And that's the truth!!  Absolutely beautiful pictures! Now I wonder how Alcantara would look...hehehe


----------



## mottati (Apr 15, 2003)

*Beautiful!*

Great work propellerhead:
Did you post the 16:9 nav swap? (bmwtips material!!!) Did you go to the dvd system (is that Mk4?). Very very nice..... :thumbup: 
Mike


----------



## rost12 (Dec 22, 2001)

Looks good, PropellerHead :thumbup: 

Did you do the euro-dash conversion yourself? I'm thinking of doing that, but I'm not sure if I could tackle it myself :/


----------



## PropellerHead (Jan 3, 2002)

rost12 said:


> Looks good, PropellerHead :thumbup:
> 
> Did you do the euro-dash conversion yourself? I'm thinking of doing that, but I'm not sure if I could tackle it myself :/


A friend more mechanically inclined than I am did the conversion with me. It really wasn't all that bad- the worst part is cutting the metal which we did with a Dremel. It would have been faster with a cutting wheel.
left:








right:









You can do it, rost- just take your time. If you're on the left coast, find Agent or Tyrone- they're sure to know what to do. East is easy- Zeckhausen Racing.


----------



## PropellerHead (Jan 3, 2002)

mottati said:


> Great work propellerhead:
> Did you post the 16:9 nav swap? (bmwtips material!!!) Did you go to the dvd system (is that Mk4?). Very very nice..... :thumbup:
> Mike


I did go with the (so called) MK4 DVD system. I am waiting to purchase the newest DVD ($189) from NavTech until after the new year when they will release a new version. It is MUCh faster than the old MK2, and was one hell of an upgrade for the interior.


Tyrone said:


> Absolutely beautiful pictures! Now I wonder how Alcantara would look...hehehe


 Eeeeeeeeviiiiiiiillllllle


----------



## bmw540i (Mar 30, 2003)

How much did the steering wheel conversion cost? :thumbup:


----------



## PropellerHead (Jan 3, 2002)

bmw540i said:


> How much did the steering wheel conversion cost? :thumbup:


$827. Considering the total of my other recent mods, the wheel was a cake walk.


----------



## rost12 (Dec 22, 2001)

PropellerHead said:


> You can do it, rost- just take your time. If you're on the left coast, find Agent or Tyrone- they're sure to know what to do. East is easy- Zeckhausen Racing.

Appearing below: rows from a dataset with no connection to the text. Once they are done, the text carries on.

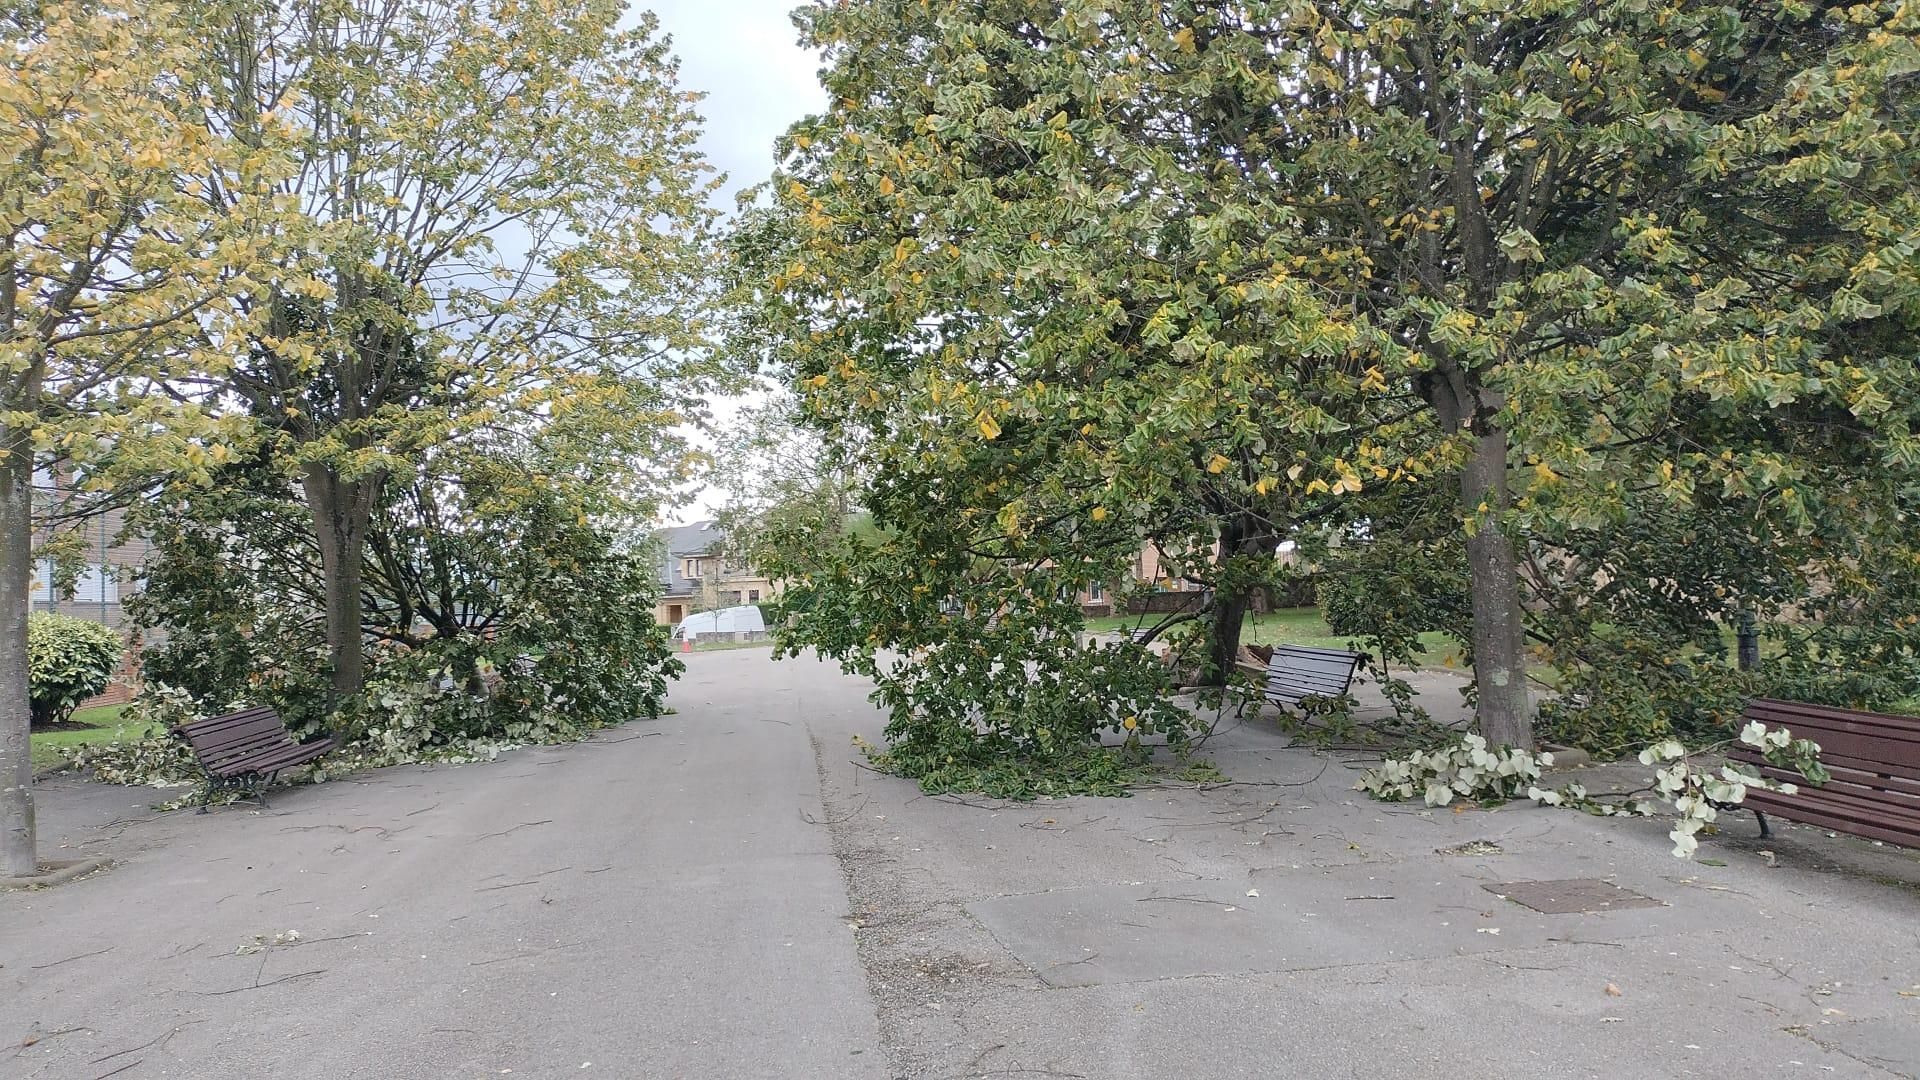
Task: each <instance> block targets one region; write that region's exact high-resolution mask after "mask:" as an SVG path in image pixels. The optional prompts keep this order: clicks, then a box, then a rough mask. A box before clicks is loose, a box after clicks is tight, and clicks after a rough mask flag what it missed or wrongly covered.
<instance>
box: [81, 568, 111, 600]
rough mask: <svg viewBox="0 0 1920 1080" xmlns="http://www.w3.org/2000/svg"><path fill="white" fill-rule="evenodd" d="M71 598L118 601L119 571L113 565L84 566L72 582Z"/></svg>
mask: <svg viewBox="0 0 1920 1080" xmlns="http://www.w3.org/2000/svg"><path fill="white" fill-rule="evenodd" d="M73 600H77V601H84V603H119V573H115V567H106V565H102V567H86V569H84V571H81V577H79V580H75V582H73Z"/></svg>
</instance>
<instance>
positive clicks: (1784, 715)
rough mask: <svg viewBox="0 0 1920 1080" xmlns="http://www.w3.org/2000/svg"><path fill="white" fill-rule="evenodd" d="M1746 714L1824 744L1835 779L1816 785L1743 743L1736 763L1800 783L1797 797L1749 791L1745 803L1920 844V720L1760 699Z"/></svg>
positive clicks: (1852, 832)
mask: <svg viewBox="0 0 1920 1080" xmlns="http://www.w3.org/2000/svg"><path fill="white" fill-rule="evenodd" d="M1743 719H1747V721H1761V723H1764V724H1768V726H1784V728H1788V730H1789V732H1791V734H1793V736H1795V738H1811V740H1812V742H1816V744H1820V763H1822V765H1826V769H1828V771H1830V773H1832V780H1830V782H1828V784H1824V786H1818V788H1816V786H1812V784H1807V782H1805V778H1801V776H1799V774H1795V773H1793V771H1789V769H1780V767H1774V765H1770V763H1768V761H1766V757H1764V755H1763V753H1761V751H1759V749H1755V748H1751V746H1743V744H1736V746H1734V748H1732V749H1730V751H1728V759H1730V761H1736V763H1741V765H1747V767H1751V769H1755V771H1759V774H1761V776H1766V778H1770V780H1780V782H1789V784H1795V786H1797V788H1799V790H1797V792H1795V794H1791V796H1786V794H1780V792H1766V790H1759V788H1749V790H1747V798H1745V803H1741V805H1745V807H1747V809H1753V811H1755V813H1763V811H1764V813H1774V815H1780V817H1786V819H1791V821H1799V822H1807V824H1814V826H1820V828H1832V830H1836V832H1851V834H1853V836H1864V838H1868V840H1884V842H1889V844H1901V846H1908V847H1910V846H1920V717H1897V715H1891V713H1862V711H1857V709H1836V707H1832V705H1811V703H1805V701H1780V700H1772V698H1757V700H1753V701H1751V703H1749V705H1747V711H1745V715H1743Z"/></svg>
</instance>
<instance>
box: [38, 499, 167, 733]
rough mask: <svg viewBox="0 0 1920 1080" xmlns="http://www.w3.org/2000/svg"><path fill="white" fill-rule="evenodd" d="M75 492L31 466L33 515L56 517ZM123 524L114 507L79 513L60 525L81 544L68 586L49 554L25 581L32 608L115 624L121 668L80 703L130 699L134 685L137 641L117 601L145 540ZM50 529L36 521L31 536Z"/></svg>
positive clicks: (135, 668)
mask: <svg viewBox="0 0 1920 1080" xmlns="http://www.w3.org/2000/svg"><path fill="white" fill-rule="evenodd" d="M77 494H79V492H75V490H73V488H69V486H65V484H63V482H60V479H58V475H50V473H46V471H44V469H35V475H33V505H35V517H36V519H38V521H42V523H52V521H54V519H58V517H60V515H61V511H63V509H67V507H69V503H71V500H73V498H77ZM125 527H127V513H125V511H123V509H119V507H113V509H106V511H100V513H94V515H88V517H83V519H79V521H75V523H71V525H67V527H63V532H71V534H79V538H81V542H83V550H84V553H83V559H84V567H83V569H81V573H79V577H77V578H75V580H73V582H71V588H67V590H58V588H56V584H58V580H56V575H54V563H52V559H40V561H36V563H35V567H33V580H31V584H29V598H31V600H29V607H31V609H33V611H52V613H58V615H71V617H75V619H86V621H92V623H100V625H104V626H111V628H115V630H119V632H121V636H123V638H125V640H127V653H125V657H123V659H121V671H119V673H117V675H115V676H113V684H111V686H109V688H108V690H106V694H102V696H98V698H94V700H90V701H84V705H86V707H92V705H119V703H123V701H129V700H132V696H134V692H136V690H138V688H140V669H138V663H136V661H138V657H136V651H138V642H134V640H132V638H131V626H129V625H127V609H125V603H123V601H125V600H127V596H131V594H132V590H134V588H136V584H138V575H140V567H142V565H144V563H146V555H148V552H150V544H148V542H146V540H142V538H136V536H125V534H123V532H125ZM50 532H52V527H50V525H42V527H40V528H38V530H36V540H46V538H48V534H50Z"/></svg>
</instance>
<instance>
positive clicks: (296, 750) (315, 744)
mask: <svg viewBox="0 0 1920 1080" xmlns="http://www.w3.org/2000/svg"><path fill="white" fill-rule="evenodd" d="M173 730H177V732H180V734H182V736H184V738H186V742H188V746H192V748H194V755H196V757H200V767H202V769H204V771H205V773H207V782H205V786H204V788H202V792H200V809H198V811H194V813H207V803H211V801H213V792H219V790H244V792H252V794H253V798H257V799H259V805H261V807H265V805H267V784H271V782H273V778H275V776H278V774H280V771H282V769H292V767H296V765H305V763H309V761H313V759H315V757H321V755H323V753H326V751H330V749H332V748H334V740H332V738H323V740H317V742H294V736H292V734H290V732H288V730H286V723H282V721H280V713H275V711H273V709H269V707H265V705H261V707H255V709H242V711H238V713H227V715H225V717H209V719H205V721H192V723H186V724H180V726H177V728H173Z"/></svg>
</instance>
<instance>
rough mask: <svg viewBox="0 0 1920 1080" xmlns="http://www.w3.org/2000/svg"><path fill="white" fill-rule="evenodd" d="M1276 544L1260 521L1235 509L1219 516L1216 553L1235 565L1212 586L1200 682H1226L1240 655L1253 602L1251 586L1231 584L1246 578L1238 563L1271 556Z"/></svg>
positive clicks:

Thanks, PropellerHead. I'll think about it...


----------



## Jimmy540i.com (Apr 3, 2002)

That is the *BEST LOOKING* OEM Steering Wheel IMHO. The one you replaced looks like a "egg" 

Great Job! :thumbup:


----------



## E39ADDICT (Mar 22, 2004)

*How Much For Steering Wheel*

Hello...Just wondering how much the steering wheel swap would run and where I could buy it from..new to the forum just wanted to get an idea..

thank you


----------



## PropellerHead (Jan 3, 2002)

E39ADDICT said:


> Hello...Just wondering how much the steering wheel swap would run and where I could buy it from..new to the forum just wanted to get an idea..
> 
> thank you


Look up 3 posts. :thumbup:

I bought my stuff from Chris @ Crevier BMW.


----------